1

I want to know if $^nC_r$ is not defined when $r>n$ or is it just equal to 0?

By its definition, we know that, $^nC_r$ is the number of ways of selecting $r$ things out of $n$ distinct things, in this manner, $^nC_r$ should be equal to 0.

But, by looking on its mathematical statement, i.e., $^nC_r$ = $\frac{n!}{r!(n-r)!}$, so if $r>n$, then $(n-r)!$ will not be defined resulting in $^nC_r$ being undefined.

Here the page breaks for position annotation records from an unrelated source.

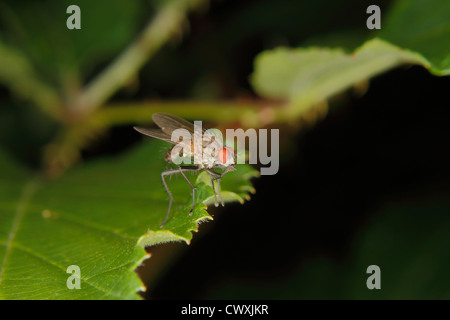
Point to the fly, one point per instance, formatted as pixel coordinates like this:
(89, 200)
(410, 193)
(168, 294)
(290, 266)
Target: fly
(218, 157)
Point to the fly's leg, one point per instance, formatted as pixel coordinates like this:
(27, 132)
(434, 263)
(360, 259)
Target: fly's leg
(193, 190)
(173, 171)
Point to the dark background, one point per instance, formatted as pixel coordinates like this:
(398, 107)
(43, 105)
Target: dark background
(340, 181)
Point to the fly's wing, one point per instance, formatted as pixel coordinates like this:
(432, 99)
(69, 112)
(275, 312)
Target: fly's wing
(154, 133)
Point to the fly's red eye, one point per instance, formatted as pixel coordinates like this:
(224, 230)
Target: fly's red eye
(225, 153)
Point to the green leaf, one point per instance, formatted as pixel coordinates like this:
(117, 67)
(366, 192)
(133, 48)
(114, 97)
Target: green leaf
(39, 30)
(422, 26)
(307, 76)
(98, 216)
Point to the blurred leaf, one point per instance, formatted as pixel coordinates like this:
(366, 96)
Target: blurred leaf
(422, 26)
(98, 216)
(38, 29)
(307, 76)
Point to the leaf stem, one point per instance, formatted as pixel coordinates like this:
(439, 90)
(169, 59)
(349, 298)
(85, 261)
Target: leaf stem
(159, 30)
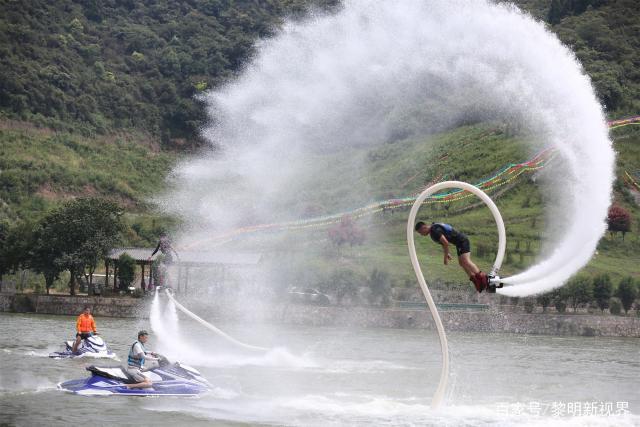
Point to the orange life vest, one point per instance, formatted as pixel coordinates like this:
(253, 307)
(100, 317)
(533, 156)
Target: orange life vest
(86, 324)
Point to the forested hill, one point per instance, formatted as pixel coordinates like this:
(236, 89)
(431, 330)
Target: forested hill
(100, 65)
(96, 66)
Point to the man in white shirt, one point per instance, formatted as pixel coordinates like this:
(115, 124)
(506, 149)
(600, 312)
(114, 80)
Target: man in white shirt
(138, 356)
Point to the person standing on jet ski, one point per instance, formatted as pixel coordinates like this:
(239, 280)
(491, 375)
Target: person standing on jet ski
(444, 234)
(164, 246)
(85, 327)
(136, 360)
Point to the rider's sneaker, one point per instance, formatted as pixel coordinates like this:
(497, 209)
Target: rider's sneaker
(477, 283)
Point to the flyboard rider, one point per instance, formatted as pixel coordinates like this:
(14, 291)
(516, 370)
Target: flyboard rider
(164, 246)
(445, 234)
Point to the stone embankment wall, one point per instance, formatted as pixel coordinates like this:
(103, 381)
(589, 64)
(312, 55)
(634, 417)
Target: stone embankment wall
(73, 305)
(493, 320)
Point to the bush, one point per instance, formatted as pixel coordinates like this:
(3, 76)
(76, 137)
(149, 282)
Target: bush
(126, 270)
(627, 292)
(602, 290)
(615, 307)
(529, 306)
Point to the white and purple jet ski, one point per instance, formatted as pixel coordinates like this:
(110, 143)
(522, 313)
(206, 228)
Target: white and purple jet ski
(93, 346)
(168, 379)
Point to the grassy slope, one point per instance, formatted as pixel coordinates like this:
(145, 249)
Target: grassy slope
(469, 154)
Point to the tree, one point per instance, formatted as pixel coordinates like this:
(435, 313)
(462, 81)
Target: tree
(579, 291)
(75, 237)
(4, 265)
(126, 270)
(627, 292)
(618, 219)
(602, 290)
(342, 283)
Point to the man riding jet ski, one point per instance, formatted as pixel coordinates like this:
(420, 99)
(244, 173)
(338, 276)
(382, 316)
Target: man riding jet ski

So, What is the correct way to look at this?

5 Answers5

1

By convention, $_{n}C_{r}$ is defined to be zero if $r>n$ or if $r$ is negative. This is so that the rule for generating Pascal's triangle would still hold with this extended definition.

1

I can't think of anything concrete at the moment, but yes, frequently the idea of $^nC_r$ is extended to $r > n$ by setting it to be $0$. You're right that $^nC_r$ is, typcially, undefined when $r > n$, but the same could once have been said about $\sin(x)$ where $x > \pi/2$ or $x < 0$.

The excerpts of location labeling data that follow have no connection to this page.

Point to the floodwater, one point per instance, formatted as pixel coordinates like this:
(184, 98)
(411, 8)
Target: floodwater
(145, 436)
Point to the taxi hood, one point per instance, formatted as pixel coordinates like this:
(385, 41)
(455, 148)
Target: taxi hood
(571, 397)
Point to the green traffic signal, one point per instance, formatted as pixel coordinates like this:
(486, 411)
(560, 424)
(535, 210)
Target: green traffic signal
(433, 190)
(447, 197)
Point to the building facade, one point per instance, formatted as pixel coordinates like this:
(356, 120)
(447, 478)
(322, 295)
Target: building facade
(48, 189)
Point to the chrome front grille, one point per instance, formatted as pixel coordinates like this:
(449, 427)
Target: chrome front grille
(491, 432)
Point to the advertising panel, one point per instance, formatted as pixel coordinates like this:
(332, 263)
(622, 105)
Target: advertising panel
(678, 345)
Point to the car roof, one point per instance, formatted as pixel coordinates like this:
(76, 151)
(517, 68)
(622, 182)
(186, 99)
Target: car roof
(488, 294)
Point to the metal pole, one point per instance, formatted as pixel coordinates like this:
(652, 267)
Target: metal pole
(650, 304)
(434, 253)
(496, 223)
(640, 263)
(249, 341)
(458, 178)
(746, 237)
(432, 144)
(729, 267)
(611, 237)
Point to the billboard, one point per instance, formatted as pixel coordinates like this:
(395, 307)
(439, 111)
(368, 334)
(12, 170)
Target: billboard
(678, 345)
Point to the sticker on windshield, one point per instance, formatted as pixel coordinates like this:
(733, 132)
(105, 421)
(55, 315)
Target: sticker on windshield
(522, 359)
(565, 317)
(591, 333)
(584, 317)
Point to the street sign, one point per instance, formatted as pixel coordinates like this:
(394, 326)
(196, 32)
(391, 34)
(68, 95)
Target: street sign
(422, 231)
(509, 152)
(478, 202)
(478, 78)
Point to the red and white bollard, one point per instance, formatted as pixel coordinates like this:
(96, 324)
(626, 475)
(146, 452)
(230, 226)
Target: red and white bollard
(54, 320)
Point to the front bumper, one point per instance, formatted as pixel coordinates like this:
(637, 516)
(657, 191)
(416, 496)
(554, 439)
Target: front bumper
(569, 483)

While it doesn't strictly make sense with the factorial formula, as you noted, it does make sense with the combinatorial definition of $^nC_r$. However, if you'll tolerate some pseudo-logic here, recall that, for $n \ge 1$, $$\frac{1}{(n-1)!} = \frac{n}{n!}.$$ If we try to force this to make sense when $n = 0$, we get $$\frac{1}{(-1)!} = \frac{0}{0!} = \frac{0}{1} = 0.$$ Of course, no real number satisfies this! You could actually make this more rigorous by appealing to the holomorphic function $\frac{1}{{\Gamma}(z)}$, and removing its discontinuities.

user744868
  • 1,533
1

There is of course no conventional combinatorial interpretation of something like $^3C_5$ (as far as I know). However, there is an algebraic interpretation which makes the convention $^nC_r=0$ for $r>n$ natural: in particular, switching notation from $^nC_r$ to $\binom{n}{r}$, we have $$(x+y)^n=\sum_{r=0}^n\binom{n}{r}x^ry^{n-r}.$$ This is, of course, the binomial theorem. In particular, we have that $$(x+1)^n=\sum_{r=0}^n\binom{n}{r}x^r.$$ In many situations, particularly when dealing with generating functions, it makes sense to want to think of a polynomial as the series $\sum_{r\geq0}a_rx^r$ (this is the general form of an ordinary generating function), where all but finitely many of the $a_r$ are zero. We want to allow ourselves to write $$(x+1)^n=\sum_{r\geq0}\binom{n}{r}x^r,$$ which is very notationally convenient, but we can only do this by accepting that $\binom{n}{r}$ is $0$ for $r>n$. Indeed, in algebraic contexts at least, this is the usual convention.

YiFan Tey
  • 17,431
  • 4
  • 28
  • 66
1

The binomial coefficient $^n C_r$ is defined as the number of ways in which one can choose $r$ unordered possibilities from $n$ options (that is the definition for integer $r$ and $n$). There are zero ways to pick $r$ things from $n$ things if $r > n$. For this reason, we put $^n C_r = 0$ for $r > n$.

0

You can use the alternate formula $$^n C_r=\frac{n(n-1)\ldots (n-r+1)}{r!}$$ for $r\ge 0$ integer.

orangeskid
  • 53,909